• It actually has two solutions, the other one being $\angle PXQ = 180 - \angle PYQ$. You can try verifying this case, but the question statement is not true in this case. So the question is partially false.
• It is recommended that you read EGMO (Euclidean Geometry for Mathematical Olympiads) Chapter 1

Let $R_1,R_2$ denote the circumradius of $\triangle XPQ,\triangle YPQ,$. So we have 

$R_1 = R_2$

$\Rightarrow \frac{PQ}{sin\angle PXQ}=\frac{PQ}{sin\angle PYQ}$

$\Rightarrow \angle PXQ = \angle PYQ(*)$

Let $Y'$ be the reflection of Y across PQ and $J'$ be the incenter of $\triangle PY'Q$. So $\angle PY'Q =\angle PYQ =\angle PXQ $. So, $PXY'Q$ is cyclic. Let $K = (XPQ) \cap IX$. 

So we have, $\angle IPK = \angle IPQ + \angle QPK  = \angle IPX + \angle QXI = \angle IPX + \angle PXI = \angle KIP$. 

So, $PK = IK$, similarly $QK = IK$. So $K$ is the midpoint of arc $PQ$. Similarly, $Y'J'$ also passes through $K$.

So there is a circle centered at $K$ that goes through $P,Q,I,J'$. So PQIJ' is cyclic.
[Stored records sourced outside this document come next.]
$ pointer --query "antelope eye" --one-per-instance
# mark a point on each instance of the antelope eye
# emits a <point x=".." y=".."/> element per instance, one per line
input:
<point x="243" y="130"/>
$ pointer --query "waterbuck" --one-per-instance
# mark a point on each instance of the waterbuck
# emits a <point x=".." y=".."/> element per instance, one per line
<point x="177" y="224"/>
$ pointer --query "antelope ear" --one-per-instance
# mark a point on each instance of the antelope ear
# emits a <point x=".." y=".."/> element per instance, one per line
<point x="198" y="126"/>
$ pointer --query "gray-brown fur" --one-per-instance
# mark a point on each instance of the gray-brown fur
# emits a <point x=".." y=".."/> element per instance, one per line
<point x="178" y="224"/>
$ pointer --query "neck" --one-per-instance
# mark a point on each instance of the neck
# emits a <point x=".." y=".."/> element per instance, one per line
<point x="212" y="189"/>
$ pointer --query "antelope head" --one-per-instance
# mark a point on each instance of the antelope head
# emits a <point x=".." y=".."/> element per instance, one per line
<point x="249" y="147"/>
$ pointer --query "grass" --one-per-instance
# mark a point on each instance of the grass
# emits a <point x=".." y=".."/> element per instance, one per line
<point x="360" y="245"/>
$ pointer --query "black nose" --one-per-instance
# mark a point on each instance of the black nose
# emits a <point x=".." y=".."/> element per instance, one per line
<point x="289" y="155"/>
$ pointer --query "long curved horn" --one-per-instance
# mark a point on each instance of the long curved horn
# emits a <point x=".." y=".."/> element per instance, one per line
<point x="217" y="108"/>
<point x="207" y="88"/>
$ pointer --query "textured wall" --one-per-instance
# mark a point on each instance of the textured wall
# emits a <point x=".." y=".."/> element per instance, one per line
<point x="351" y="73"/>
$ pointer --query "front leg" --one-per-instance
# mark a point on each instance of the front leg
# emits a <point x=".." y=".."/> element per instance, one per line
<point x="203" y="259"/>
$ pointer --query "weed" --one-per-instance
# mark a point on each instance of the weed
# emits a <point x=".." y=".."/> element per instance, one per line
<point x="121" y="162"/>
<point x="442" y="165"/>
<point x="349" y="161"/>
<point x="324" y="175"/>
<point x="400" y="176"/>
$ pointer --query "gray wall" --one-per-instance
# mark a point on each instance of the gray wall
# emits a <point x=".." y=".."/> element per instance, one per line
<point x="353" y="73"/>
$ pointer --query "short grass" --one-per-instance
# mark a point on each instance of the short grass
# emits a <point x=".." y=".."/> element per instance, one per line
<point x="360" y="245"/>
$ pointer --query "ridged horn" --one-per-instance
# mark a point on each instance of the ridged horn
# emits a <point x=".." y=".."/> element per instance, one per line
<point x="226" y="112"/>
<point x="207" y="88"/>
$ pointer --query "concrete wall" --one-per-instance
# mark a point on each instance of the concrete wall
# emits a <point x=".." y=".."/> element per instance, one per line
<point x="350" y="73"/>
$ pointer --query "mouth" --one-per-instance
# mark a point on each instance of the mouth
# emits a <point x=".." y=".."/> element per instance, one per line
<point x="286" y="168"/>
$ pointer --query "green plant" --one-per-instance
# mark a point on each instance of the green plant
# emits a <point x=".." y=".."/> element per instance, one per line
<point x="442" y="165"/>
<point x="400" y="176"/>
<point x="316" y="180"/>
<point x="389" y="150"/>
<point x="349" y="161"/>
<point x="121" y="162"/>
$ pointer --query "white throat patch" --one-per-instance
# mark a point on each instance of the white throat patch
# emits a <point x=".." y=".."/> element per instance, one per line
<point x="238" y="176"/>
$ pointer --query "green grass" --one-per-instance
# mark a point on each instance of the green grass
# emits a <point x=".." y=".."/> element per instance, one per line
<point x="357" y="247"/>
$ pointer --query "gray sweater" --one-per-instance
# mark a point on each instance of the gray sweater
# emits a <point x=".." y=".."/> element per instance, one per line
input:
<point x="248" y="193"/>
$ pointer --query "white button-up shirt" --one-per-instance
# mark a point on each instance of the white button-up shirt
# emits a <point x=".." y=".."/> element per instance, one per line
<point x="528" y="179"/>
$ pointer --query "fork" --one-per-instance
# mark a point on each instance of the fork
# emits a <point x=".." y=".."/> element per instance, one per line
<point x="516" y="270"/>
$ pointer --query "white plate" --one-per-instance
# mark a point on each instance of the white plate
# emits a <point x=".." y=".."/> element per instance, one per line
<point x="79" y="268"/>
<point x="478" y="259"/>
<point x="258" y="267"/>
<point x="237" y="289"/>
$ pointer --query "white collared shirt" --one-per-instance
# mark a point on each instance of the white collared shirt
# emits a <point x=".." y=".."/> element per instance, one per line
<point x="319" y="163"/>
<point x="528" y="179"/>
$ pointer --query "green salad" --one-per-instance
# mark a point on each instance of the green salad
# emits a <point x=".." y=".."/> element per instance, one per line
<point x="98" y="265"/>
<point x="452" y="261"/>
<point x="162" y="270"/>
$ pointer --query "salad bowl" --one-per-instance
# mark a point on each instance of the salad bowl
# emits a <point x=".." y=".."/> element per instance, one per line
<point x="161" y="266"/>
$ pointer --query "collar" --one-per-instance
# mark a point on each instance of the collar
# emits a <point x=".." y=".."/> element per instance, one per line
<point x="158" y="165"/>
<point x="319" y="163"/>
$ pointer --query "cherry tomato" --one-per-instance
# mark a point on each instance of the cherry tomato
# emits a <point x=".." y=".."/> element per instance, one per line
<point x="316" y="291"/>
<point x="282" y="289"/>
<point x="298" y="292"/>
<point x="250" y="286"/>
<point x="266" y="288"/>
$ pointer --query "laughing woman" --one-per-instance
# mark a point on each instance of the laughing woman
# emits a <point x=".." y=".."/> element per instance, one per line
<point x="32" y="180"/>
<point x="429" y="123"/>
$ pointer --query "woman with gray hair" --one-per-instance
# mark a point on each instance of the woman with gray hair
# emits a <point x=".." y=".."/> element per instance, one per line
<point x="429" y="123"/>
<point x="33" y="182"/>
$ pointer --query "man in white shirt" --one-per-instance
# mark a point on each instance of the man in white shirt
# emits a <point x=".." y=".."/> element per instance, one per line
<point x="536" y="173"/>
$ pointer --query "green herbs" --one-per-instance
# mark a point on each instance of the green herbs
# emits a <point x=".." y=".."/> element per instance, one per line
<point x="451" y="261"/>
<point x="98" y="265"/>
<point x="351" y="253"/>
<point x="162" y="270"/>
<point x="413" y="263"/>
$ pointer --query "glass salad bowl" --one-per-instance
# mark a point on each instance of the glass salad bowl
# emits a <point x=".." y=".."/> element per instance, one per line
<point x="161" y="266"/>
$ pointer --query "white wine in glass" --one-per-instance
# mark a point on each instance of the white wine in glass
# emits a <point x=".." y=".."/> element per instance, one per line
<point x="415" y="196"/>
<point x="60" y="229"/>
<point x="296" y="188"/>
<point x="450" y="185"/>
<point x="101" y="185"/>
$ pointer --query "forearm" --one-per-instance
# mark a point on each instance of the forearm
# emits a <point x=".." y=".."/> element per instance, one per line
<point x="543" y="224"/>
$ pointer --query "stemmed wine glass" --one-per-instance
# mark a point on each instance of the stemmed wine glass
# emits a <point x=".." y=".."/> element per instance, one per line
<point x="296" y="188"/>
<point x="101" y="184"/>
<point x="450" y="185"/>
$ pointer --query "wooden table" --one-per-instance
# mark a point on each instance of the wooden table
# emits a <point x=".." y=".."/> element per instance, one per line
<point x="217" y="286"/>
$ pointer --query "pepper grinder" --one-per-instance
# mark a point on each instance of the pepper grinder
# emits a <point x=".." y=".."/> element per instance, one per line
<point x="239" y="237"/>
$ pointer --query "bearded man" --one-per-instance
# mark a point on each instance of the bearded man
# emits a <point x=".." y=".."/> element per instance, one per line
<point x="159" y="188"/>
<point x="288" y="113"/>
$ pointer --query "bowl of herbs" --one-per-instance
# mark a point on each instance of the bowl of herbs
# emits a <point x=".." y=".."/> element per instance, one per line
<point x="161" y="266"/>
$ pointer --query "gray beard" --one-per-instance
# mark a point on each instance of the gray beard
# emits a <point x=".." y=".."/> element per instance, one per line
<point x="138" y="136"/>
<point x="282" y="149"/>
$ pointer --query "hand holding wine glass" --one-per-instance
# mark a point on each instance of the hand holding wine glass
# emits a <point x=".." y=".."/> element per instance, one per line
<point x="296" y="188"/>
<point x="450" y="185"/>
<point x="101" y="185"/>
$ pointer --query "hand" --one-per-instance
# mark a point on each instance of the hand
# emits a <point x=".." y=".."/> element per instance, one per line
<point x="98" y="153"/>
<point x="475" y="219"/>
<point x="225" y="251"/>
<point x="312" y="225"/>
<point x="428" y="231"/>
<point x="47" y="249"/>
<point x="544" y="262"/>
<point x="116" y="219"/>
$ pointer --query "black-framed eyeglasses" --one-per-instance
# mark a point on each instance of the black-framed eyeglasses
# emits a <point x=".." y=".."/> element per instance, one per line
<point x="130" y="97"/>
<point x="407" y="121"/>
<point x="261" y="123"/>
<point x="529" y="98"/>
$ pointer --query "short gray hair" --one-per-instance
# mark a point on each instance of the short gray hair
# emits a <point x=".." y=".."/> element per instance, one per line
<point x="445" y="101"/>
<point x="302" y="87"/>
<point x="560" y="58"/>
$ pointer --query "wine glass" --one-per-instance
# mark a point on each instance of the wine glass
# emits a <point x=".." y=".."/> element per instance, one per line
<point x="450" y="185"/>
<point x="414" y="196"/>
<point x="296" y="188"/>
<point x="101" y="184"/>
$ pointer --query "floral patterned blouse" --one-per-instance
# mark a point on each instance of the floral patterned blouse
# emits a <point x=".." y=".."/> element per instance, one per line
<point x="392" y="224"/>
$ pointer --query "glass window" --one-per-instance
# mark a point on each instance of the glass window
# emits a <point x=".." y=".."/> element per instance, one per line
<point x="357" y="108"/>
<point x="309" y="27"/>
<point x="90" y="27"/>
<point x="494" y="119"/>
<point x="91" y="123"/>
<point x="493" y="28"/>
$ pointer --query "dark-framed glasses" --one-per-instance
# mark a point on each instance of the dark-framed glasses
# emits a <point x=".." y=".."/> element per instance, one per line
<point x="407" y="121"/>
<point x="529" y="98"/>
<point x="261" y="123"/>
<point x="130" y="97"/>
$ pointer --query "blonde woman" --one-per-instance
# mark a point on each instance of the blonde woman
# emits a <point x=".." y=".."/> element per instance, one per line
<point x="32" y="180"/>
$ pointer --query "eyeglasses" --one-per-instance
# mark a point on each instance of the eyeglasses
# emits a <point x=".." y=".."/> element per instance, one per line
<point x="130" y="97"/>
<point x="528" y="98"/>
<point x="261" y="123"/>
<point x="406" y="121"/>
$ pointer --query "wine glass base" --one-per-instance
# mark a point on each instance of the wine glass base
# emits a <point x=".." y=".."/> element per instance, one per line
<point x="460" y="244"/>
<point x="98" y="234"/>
Because of the fact that I,J,M are collinear, we have $\angle IMP = \angle J'MQ$. So we have $\triangle KMI \cong \triangle KMJ'$. So, $IM$ = $J'M$ $\Rightarrow \triangle IMP = \triangle J'MQ$ $\Rightarrow \angle MPI = \angle MQJ'$ $\Rightarrow \angle XPQ = \angle Y'QP$. So $XY'QP$ is a cyclic trapezoid. Hence, $XPYQ$ is a parallelogram.